Anatomy Quizbook – Web Version – is now available

MEDIA RELEASE

Date 01/11/2017
UTS ePress relaunches leading title with tekReader interactive platform

UTS ePRESS, a leader in open access scholarly publishing, has chosen tekReader, an Australian publishing innovation, as the web based eReader platform for republishing its successful Anatomy Quizbook.

The Anatomy Quizbook is an interactive learning text that helps students, tutors, and anyone interested in anatomy learn, test, and improve their knowledge of the human body. Readers are presented with carefully selected questions and diagrams addressing core learning in clinically-relevant anatomy. This selective rather than exhaustive approach will especially suit time-poor scholars.
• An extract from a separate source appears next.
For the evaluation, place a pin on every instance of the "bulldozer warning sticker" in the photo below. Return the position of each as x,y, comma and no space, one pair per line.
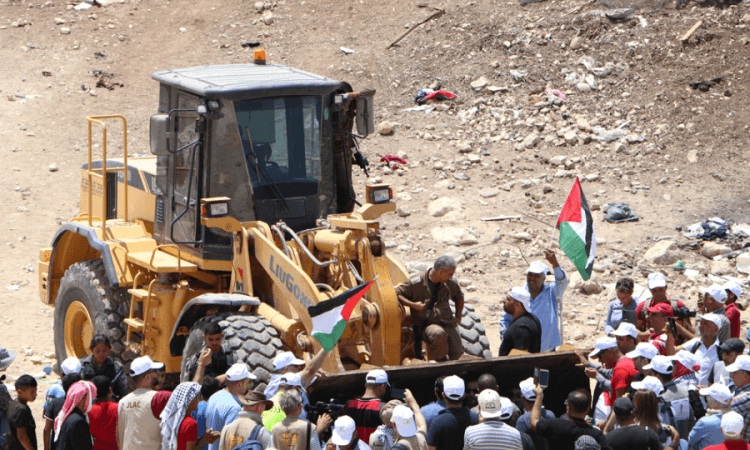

Regular self-testing will also ensure a robust and strategic understanding of the subject matter.
Originally published in PDF, UTS ePRESS have now relaunched the Anatomy QuizBook in tekReader an interactive publication format that combines the power of the web with the user experience of a contained publication that intuitively reflows to optimise reading on any device. You can now access the Anatomy Quizbook for free on tekReader @ https://utsepress.tekreader.com

 
Belinda Tiffen, Director of UTS ePRESS, said;
“The Anatomy Quizbook has been one of our most successful published texts to date. We wanted to make the Quizbook an engaging learning experience through interactive design elements, which we could not fully achieve in PDF. By republishing it in tekReader we can now offer our readers a web based publication with an immersive, interactive, reading experience that intuitively reflows for an optimal reading experience on any device, mobile or PC. This any-device capability is an important aspect of our mission as an open access publisher to make UTS ePRESS scholarly publications widely accessible. tekReader’s browser based eReader also means we’ll be able to use analytics to track audience behaviours which will better inform future product development”.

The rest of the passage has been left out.